El nativo involuntario
Ser mexicano sin serlo, y ser reprochado por no serlo, es el curioso destino de algunos hijos de inmigrantes en este país. México, campeón mundial en la produción de exiliados, es al tiempo un lugar de autoritaria ineptitud para comprender la condición extranjera del inmigrante: para un mexicano, todo el que no se entusiasme con los guisos típicos, que no llore con las derrotas de la selección de futbol, que muestre indiferencia ante las fobias y pasiones nativas (amor por cierta música más o menos espantosa, odio por ciertos países más o menos antipáticos, que pueden incluso ser el del origen del inmigrante) se convierte irreversiblemente en un alucinado, en un impostor, en un mamón.

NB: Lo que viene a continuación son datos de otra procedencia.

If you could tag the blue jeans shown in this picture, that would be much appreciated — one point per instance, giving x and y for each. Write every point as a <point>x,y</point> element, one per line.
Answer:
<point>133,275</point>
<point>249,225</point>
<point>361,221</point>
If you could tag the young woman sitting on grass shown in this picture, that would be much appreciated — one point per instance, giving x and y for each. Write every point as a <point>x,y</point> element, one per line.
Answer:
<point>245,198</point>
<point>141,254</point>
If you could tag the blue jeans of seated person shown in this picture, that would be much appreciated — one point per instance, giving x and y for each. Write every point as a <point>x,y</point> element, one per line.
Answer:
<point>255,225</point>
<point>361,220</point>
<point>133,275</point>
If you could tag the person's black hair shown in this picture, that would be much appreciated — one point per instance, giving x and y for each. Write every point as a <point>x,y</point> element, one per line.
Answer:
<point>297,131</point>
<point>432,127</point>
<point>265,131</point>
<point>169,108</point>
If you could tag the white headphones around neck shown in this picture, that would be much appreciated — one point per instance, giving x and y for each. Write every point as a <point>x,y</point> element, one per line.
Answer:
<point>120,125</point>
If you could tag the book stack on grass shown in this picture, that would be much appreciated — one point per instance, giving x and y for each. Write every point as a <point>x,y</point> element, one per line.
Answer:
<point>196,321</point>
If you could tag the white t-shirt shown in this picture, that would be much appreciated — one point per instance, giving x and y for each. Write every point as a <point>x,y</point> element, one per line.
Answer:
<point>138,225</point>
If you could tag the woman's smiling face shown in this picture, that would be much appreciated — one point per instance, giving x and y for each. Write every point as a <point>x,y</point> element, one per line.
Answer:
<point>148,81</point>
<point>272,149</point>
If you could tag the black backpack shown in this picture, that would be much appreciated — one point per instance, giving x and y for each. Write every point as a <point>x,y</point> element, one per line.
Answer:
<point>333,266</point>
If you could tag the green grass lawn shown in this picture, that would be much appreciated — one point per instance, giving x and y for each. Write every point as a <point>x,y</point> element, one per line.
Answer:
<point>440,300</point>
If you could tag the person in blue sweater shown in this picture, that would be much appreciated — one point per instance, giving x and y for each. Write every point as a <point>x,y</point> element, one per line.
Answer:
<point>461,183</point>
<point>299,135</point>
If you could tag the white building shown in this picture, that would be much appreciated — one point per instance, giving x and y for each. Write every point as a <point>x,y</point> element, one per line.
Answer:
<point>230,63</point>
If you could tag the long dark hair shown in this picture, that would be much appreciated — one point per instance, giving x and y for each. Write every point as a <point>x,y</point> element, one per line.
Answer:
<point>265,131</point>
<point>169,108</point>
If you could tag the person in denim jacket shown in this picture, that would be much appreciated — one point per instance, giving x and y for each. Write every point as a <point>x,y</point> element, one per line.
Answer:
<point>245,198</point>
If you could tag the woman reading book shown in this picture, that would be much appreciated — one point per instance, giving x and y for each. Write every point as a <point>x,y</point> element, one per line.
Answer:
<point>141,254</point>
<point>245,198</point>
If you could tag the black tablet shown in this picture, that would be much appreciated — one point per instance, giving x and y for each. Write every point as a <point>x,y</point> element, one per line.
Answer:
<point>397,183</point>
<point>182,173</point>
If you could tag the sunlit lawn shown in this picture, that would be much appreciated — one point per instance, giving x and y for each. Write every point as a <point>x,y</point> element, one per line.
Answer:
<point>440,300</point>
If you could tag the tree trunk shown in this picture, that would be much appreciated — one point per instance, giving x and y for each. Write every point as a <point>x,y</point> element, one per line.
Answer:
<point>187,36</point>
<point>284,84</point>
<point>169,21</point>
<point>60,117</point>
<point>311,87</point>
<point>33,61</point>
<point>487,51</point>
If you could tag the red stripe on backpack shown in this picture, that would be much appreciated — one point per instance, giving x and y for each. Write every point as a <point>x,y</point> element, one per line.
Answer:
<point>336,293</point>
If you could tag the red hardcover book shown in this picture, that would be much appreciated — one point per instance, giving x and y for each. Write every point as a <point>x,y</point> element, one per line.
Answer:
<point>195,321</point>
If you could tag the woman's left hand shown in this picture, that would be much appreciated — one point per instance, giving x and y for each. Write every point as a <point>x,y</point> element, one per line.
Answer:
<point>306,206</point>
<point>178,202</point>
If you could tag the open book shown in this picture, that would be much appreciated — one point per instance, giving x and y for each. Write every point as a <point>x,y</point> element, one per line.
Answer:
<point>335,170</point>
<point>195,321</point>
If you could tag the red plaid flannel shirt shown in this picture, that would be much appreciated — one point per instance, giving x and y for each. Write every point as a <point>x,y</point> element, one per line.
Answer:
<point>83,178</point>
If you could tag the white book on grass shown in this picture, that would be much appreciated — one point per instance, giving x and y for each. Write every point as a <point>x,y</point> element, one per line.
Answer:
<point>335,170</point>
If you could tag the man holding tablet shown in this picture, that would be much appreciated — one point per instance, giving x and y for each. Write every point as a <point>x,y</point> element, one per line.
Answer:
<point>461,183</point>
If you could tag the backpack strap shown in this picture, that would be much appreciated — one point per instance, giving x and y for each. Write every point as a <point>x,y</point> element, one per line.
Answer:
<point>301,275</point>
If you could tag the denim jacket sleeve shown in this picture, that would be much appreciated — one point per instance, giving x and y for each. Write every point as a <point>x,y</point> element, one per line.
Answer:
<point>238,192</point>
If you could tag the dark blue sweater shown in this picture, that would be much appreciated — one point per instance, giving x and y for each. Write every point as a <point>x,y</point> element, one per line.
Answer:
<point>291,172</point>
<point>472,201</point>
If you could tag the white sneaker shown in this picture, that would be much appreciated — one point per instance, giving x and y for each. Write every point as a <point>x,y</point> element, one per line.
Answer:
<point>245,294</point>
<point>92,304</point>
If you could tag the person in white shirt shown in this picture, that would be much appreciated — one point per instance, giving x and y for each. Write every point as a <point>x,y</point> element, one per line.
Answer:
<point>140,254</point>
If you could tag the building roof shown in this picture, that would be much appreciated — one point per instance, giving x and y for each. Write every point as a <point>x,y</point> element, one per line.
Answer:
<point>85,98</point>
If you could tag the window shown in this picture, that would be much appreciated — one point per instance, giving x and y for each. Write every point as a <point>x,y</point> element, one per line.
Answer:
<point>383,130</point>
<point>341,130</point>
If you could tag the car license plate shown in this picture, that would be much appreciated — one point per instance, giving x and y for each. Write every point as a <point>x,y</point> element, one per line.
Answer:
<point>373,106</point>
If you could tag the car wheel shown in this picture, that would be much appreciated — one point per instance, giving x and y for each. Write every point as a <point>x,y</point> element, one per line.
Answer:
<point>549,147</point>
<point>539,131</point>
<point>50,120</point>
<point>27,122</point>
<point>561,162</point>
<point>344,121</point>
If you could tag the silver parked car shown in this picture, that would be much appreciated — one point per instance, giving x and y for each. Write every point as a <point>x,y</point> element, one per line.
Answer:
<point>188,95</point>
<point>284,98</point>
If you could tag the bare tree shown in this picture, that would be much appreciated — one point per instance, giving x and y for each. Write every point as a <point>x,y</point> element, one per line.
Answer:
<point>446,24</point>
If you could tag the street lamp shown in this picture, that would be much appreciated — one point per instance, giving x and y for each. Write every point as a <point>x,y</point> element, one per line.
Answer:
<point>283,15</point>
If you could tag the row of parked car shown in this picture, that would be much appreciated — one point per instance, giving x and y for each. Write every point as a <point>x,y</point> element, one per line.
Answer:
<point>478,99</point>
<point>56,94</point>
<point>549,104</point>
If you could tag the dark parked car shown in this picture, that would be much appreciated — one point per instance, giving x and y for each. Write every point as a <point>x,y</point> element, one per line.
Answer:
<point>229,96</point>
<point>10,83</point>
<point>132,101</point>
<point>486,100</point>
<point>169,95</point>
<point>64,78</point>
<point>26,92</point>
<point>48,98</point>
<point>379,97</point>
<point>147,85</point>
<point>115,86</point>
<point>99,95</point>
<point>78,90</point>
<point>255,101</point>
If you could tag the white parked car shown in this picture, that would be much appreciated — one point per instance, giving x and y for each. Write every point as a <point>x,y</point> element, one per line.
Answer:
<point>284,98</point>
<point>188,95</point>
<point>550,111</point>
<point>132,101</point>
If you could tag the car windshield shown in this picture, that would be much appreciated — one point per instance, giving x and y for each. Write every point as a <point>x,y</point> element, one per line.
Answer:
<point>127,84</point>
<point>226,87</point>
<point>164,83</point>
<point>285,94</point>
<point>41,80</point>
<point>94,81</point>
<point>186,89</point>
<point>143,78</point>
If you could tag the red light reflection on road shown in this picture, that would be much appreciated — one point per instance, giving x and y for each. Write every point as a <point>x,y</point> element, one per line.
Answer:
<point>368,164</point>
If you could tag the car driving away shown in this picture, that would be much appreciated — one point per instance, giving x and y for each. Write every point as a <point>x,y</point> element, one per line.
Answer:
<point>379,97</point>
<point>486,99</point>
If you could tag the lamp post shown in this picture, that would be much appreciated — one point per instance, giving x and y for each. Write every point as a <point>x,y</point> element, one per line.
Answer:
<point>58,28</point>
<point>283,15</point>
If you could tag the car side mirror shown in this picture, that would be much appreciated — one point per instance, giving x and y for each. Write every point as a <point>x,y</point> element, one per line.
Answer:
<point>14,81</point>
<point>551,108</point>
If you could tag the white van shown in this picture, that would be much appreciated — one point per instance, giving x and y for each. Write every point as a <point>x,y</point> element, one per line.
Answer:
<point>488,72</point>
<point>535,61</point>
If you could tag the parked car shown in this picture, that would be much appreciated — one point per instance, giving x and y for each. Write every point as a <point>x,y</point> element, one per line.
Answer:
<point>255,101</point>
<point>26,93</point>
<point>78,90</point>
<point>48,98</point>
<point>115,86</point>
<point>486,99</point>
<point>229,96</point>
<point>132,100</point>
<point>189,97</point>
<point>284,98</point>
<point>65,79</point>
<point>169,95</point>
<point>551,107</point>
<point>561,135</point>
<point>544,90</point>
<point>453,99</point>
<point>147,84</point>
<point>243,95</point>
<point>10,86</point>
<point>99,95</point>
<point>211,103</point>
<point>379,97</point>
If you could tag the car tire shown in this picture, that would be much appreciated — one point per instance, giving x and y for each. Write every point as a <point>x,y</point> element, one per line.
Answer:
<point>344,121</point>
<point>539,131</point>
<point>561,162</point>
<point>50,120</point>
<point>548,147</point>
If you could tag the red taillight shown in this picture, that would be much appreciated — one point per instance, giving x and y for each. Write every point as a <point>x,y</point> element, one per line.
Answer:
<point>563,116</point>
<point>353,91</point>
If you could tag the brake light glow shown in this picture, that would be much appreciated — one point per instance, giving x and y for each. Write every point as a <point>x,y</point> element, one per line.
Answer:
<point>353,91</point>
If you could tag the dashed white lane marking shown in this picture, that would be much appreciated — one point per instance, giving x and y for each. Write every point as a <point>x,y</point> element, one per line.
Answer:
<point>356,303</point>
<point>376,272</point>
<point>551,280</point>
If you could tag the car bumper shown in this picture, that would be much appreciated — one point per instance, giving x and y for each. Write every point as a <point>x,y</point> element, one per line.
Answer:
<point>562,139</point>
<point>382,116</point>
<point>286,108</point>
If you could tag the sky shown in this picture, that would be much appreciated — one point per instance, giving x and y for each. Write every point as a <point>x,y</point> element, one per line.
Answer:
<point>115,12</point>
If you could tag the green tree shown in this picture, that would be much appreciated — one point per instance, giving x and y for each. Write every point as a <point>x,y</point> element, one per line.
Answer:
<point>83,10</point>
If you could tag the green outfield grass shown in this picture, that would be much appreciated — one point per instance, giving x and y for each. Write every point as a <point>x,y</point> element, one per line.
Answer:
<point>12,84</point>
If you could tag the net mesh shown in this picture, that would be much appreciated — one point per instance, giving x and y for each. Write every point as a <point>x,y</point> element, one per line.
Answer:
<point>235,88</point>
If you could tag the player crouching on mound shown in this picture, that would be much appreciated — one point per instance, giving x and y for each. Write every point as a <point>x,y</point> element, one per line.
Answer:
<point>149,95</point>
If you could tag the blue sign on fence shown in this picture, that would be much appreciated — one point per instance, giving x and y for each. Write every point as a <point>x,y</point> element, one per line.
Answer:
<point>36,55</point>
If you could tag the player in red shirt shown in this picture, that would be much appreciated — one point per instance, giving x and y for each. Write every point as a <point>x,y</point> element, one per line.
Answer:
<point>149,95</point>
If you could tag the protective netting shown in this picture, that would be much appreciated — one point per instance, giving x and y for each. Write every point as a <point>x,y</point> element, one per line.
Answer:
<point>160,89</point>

Su identidad extranjera será considerada ridícula de antemano (especialmente si el migrante habla un español más o menos comprensible), será considerada falseada, producto de un esnobismo injustificable. Después de todo, ¿quién no querría ser mexicano? ¿Quién puede osar no serlo?
La mexicana es una tribu de identidad imperialista, como las palomillas de secundarianos: “Te has de sentir muy gachupín, pinche mamón”, “Has de ser muy argentino, pinche mamón”. Pero cualquier indicio posterior de mexicanidad en el acento, el paladar o el oído, por más que resulte a la larga natural, será tomado como una confesión , como la caída de un antifaz: “¿No que muy uruguayo? Ya te vi tragando tacos”
Sin petulancia ninguna, humildita como la hizo Dios, la identidad mexicana no se ofrece como un matasello de civilización -como la francesa-, sino apenas como una marca de fuego que debe ser compartida en los lomos por todas las reses que residan en esta República, lo quieran o no. Mexicanos al grito de guerra, y si los extranjeros no son adulones como Traven, que se callen. Después de todo, un extranjero es sólo un mexicano en etapa de negación.
(Lo dice mejor Nicolás Cabral en su blog).